Sistem galatama mulai bervariasi. Kekinian, sampingan justru sudah digabung dengan uang pendaftaran, jadi letak judinya tidak kelihatan. “Sangat menggiurkan memang kalau menang tapi kalau tidak dapat ikan, pusing,” terangnya.

Lantaran masih belum puas, Radar Depok menemui salah seorang pengelola galatama, Bang Kebot namanya. Dia akhirnya memaparkan caranya agar unsur perjudian di lomba memancing tidak terendus siapa pun, justru terlihat seperti lomba.

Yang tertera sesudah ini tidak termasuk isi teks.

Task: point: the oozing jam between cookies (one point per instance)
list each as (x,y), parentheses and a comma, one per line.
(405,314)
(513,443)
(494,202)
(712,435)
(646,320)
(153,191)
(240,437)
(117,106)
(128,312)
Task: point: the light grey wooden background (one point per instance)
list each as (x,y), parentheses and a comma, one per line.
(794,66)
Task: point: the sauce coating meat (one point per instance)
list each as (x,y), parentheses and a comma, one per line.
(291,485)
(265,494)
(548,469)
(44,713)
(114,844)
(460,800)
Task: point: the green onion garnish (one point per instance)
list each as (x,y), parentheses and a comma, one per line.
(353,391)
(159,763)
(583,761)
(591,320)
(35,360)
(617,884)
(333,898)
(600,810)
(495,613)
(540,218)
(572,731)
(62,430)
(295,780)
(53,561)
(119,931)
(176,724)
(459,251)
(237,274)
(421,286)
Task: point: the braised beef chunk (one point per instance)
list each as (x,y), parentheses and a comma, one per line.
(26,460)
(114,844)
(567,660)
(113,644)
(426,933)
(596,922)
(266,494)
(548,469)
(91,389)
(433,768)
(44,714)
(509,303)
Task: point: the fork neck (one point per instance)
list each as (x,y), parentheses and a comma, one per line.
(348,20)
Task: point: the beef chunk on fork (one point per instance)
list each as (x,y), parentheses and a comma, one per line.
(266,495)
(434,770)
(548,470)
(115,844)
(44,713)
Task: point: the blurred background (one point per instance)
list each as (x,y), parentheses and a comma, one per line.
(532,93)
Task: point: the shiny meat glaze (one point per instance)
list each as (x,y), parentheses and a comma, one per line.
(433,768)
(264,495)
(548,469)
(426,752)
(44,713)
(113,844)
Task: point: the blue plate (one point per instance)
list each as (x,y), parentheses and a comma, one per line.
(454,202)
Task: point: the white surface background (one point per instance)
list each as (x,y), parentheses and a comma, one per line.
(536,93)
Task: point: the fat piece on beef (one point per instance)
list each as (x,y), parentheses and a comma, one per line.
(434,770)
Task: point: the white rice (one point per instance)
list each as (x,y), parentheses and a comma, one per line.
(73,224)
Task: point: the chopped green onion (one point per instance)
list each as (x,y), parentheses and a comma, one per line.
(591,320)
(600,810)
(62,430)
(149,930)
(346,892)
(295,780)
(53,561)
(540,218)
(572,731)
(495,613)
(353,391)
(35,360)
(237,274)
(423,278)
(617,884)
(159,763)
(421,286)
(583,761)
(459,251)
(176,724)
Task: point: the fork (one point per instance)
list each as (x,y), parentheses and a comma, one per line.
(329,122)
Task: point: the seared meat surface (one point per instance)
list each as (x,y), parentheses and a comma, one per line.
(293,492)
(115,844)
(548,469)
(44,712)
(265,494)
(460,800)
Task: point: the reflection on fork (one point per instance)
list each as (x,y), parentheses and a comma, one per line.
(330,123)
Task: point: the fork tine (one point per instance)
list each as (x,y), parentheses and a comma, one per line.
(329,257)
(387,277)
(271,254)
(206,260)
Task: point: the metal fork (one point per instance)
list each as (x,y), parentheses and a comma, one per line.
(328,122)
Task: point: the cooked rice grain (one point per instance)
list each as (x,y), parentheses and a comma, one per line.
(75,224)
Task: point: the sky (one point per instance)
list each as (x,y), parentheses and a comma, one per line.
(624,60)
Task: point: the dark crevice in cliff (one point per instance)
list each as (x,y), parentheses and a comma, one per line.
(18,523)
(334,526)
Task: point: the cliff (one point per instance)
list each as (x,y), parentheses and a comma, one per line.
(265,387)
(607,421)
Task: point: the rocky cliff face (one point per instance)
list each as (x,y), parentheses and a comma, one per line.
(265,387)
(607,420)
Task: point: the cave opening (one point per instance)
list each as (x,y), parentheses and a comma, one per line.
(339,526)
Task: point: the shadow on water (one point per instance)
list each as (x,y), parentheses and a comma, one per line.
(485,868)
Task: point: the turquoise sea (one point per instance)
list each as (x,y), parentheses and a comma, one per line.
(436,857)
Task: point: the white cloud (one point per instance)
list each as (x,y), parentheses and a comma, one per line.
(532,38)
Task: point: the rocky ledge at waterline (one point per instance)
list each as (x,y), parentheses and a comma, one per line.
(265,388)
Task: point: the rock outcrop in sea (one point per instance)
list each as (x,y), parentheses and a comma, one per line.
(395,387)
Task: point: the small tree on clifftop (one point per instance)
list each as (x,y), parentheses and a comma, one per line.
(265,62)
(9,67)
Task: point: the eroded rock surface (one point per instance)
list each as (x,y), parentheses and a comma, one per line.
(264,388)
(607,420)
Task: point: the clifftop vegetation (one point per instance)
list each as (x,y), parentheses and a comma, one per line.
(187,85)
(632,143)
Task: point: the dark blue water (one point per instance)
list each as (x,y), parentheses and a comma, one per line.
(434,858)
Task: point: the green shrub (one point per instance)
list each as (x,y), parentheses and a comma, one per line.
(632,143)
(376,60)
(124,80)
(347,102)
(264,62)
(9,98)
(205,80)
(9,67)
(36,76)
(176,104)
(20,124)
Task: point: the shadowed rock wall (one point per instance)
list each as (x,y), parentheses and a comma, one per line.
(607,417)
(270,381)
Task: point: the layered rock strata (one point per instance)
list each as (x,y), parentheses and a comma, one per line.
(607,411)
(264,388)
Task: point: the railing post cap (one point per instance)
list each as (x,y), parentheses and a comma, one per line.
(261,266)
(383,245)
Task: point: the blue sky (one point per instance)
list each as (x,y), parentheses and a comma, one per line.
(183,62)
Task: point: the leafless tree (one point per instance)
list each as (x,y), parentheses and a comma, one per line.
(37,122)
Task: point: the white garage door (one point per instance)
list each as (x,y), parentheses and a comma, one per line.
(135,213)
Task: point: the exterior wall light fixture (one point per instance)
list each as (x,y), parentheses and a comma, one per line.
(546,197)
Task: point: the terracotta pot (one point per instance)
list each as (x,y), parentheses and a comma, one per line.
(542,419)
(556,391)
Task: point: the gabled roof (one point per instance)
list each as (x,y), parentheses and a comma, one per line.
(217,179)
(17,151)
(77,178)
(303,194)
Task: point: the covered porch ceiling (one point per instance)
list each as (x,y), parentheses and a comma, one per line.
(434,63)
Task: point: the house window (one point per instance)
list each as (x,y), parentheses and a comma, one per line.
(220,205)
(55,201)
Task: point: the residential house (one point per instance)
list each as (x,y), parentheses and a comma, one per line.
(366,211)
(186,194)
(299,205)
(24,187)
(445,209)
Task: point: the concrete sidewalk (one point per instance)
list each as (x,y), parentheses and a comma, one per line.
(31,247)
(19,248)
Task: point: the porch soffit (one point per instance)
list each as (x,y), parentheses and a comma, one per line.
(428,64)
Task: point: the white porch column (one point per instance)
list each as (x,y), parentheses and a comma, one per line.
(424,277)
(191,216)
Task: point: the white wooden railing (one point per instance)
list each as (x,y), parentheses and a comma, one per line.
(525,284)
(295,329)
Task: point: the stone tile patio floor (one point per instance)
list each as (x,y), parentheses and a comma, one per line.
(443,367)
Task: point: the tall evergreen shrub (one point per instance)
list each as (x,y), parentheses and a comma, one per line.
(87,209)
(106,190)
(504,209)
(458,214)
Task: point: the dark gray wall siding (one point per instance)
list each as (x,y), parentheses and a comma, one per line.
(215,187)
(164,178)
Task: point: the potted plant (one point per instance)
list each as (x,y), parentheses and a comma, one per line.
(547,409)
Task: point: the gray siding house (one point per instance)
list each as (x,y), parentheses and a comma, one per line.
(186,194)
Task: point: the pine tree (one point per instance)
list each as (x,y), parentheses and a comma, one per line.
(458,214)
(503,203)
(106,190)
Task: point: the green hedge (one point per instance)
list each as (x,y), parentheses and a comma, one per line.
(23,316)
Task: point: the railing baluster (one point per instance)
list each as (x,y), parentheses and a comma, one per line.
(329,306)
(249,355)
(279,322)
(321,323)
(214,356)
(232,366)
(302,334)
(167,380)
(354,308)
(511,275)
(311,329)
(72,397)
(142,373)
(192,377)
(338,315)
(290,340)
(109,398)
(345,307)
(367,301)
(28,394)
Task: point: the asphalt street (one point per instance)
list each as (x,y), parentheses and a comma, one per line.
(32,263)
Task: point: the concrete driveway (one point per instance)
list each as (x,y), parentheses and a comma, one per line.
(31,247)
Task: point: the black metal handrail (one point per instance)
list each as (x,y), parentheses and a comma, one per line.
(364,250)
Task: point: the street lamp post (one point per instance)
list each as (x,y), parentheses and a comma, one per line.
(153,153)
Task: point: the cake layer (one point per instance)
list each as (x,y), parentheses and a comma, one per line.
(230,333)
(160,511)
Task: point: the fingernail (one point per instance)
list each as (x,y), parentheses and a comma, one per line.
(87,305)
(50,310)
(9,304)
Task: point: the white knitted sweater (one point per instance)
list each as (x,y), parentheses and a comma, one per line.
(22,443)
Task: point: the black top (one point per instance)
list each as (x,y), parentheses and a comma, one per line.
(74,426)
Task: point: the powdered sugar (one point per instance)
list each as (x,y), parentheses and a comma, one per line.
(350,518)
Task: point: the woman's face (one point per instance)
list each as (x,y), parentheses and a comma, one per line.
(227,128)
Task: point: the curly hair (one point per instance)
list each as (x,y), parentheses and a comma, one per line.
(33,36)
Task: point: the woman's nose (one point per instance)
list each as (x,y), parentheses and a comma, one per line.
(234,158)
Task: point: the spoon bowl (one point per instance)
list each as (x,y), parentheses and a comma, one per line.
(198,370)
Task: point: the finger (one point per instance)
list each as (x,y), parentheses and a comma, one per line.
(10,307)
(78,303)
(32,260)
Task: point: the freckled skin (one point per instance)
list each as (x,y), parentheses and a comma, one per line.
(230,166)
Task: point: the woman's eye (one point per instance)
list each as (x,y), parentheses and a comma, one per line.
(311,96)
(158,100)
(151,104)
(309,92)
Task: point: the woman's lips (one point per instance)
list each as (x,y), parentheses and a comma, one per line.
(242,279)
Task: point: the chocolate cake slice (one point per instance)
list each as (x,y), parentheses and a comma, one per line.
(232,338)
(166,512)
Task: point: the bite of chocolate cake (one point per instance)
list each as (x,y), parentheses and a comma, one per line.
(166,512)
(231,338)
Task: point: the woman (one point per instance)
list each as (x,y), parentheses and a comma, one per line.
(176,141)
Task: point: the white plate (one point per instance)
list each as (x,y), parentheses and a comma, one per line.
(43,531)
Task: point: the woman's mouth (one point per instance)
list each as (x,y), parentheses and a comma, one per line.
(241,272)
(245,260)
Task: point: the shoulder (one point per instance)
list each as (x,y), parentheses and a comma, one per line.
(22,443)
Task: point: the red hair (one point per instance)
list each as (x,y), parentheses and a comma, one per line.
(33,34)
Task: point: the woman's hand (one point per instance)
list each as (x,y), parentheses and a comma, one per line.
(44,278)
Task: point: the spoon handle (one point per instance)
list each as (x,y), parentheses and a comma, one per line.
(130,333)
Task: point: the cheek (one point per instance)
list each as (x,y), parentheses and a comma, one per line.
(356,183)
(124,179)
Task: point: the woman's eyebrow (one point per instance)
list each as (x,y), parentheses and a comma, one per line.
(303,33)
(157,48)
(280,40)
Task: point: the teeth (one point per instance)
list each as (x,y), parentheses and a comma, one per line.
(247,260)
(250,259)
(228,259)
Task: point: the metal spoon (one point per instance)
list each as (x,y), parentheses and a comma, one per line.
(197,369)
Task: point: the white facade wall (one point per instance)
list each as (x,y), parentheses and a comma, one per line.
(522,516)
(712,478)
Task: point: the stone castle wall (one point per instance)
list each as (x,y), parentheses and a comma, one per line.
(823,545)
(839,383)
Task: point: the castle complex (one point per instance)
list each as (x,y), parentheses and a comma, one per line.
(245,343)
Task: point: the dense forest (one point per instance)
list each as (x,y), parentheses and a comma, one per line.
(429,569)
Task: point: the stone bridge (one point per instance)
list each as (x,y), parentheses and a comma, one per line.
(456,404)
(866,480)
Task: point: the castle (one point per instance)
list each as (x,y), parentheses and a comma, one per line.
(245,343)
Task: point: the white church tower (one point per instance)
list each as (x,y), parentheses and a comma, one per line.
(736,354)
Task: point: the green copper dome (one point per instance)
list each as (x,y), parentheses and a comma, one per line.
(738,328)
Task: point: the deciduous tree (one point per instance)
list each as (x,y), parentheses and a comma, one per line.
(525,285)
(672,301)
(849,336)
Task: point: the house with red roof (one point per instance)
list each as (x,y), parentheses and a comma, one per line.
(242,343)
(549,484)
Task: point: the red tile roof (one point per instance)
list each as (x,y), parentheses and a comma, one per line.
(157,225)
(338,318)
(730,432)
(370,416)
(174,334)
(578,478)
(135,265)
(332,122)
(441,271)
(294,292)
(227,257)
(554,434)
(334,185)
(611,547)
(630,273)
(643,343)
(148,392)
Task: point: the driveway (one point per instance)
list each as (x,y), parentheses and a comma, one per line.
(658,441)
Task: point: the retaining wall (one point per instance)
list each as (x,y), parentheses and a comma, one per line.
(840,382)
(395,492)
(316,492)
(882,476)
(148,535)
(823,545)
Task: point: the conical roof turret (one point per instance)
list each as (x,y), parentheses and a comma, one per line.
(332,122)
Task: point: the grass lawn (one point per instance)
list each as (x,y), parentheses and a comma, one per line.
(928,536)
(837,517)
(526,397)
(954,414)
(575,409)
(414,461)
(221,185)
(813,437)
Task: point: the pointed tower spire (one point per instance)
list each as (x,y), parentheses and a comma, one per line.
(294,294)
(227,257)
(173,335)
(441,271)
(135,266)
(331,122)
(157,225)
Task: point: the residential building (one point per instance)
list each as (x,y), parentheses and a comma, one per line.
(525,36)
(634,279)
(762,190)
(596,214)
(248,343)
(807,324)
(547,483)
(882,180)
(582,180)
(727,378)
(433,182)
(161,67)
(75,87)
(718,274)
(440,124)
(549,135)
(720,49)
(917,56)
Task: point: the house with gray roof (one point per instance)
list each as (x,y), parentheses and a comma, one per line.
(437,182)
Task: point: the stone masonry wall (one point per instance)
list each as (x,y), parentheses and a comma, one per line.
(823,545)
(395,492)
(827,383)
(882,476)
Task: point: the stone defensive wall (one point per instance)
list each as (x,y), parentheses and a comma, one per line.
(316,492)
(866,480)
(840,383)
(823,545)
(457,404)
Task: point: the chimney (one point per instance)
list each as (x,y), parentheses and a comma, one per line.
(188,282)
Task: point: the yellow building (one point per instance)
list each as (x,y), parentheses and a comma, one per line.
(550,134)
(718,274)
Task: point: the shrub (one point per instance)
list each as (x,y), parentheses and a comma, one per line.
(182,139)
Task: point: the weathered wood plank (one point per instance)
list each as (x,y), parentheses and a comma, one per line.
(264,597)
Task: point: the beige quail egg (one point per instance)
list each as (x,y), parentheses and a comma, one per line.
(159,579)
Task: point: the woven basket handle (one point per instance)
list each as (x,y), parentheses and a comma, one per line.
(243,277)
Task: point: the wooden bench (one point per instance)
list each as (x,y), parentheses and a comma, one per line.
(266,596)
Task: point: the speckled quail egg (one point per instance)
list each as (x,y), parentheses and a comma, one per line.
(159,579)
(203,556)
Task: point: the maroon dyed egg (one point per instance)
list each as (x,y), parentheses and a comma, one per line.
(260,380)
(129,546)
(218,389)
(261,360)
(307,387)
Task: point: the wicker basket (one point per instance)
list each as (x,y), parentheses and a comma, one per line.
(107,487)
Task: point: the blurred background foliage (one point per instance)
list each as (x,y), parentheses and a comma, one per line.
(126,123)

Awalnya, kata Kebot setiap pemain atau peserta harus melakukan pendaftaran tidak secara langsung. Melainkan melalui jejaring grup whatsapp (WA) yang memang sudah beredar infonnya. Sebab, jaringan mereka terhubung sesama komunitas pecinta memancing, atau bahkan masyarakat yang sudah populer dalam urusan semacam ini. “Jadi nanti pemain datang langsung ambil nomor lapak dan kasih uangnya,” kata dia.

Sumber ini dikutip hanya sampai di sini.